Essential hypertension and oxidative stress: New insights

Abstract

Essential hypertension is a highly prevalent pathological condition that is considered as one of the most relevant cardiovascular risk factors and is an important cause of morbidity and mortality around the world. Despite the fact that mechanisms underlying hypertension are not yet fully elucidated, a large amount of evidence shows that oxidative stress plays a central role in its pathophysiology. Oxidative stress can be defined as an imbalance between oxidant agents, such as superoxide anion, and antioxidant molecules, and leads to a decrease in nitric oxide bioavailability, which is the main factor responsible for maintaining the vascular tone. Several vasoconstrictor peptides, such as angiotensin II, endothelin-1 and urotensin II, act through their receptors to stimulate the production of reactive oxygen species, by activating enzymes like NADPH oxidase and xanthine oxidase. The knowledge of the mechanism described above has allowed generating new therapeutic strategies against hypertension based on the use of antioxidants agents, including vitamin C and E, N-Acetylcysteine, polyphenols and selenium, among others. These substances have different therapeutic targets, but all represent antioxidant reinforcement. Several clinical trials using antioxidants have been made. The aim of the present review is to provide new insights about the key role of oxidative stress in the pathophysiology of essential hypertension and new clinical attempts to demonstrate the usefulness of antioxidant therapy in the treatment of hypertension.

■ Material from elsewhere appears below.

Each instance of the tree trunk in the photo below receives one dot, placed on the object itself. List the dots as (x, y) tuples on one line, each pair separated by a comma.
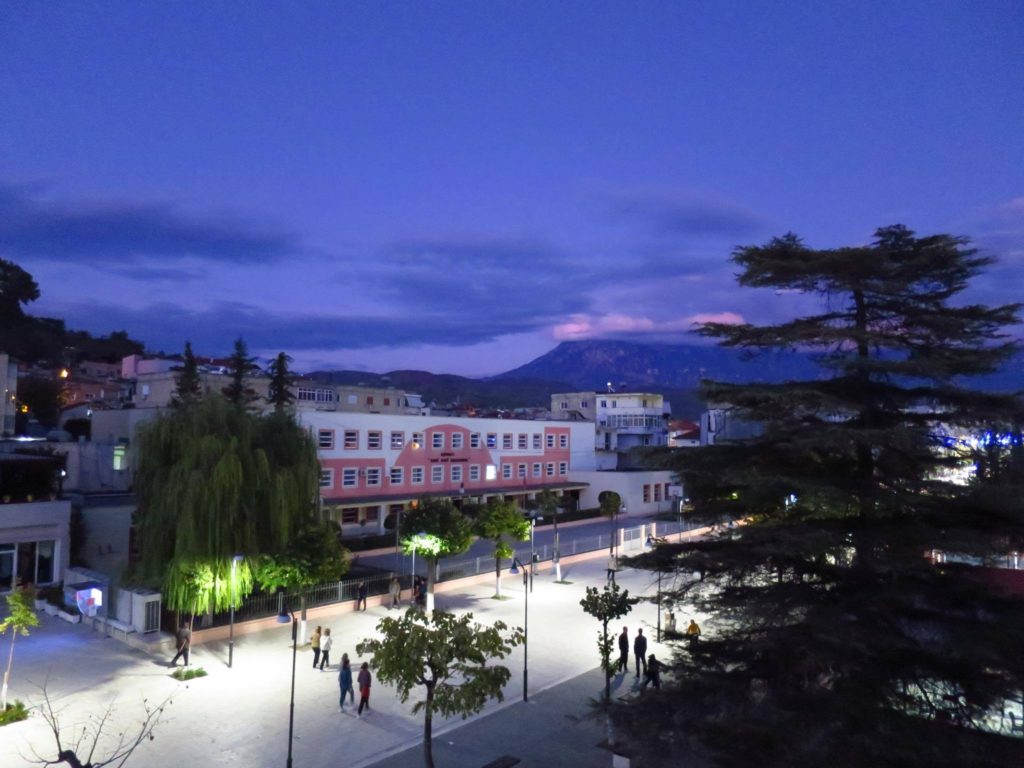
[(428, 723), (6, 674)]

Keywords: Antioxidants; Endothelial dysfunction; Hypertension; Oxidative stress.

Figure 1

Schematic summary of the role of vascular oxidative stress in the pathogenesis of hypertension and the mechanisms of exogenous antioxidant accounting for anti-hypertensive effects. AT-II: Angiotensin II; AT₁R: Type 1 angiotensin II receptor; ET-1: Endothelin 1; ET_AR: Type A endothelin receptor; UT-II: Urotensin II; UTR: Urotensin-II receptor; NO: Nitric oxide; eNOS: Endothelial nitric oxide synthase; PGI₂: Prostacyclin; NAC: N-Acetylcysteine; NOX: NADPH oxidase; NF-κB: Nuclear factor kappa B.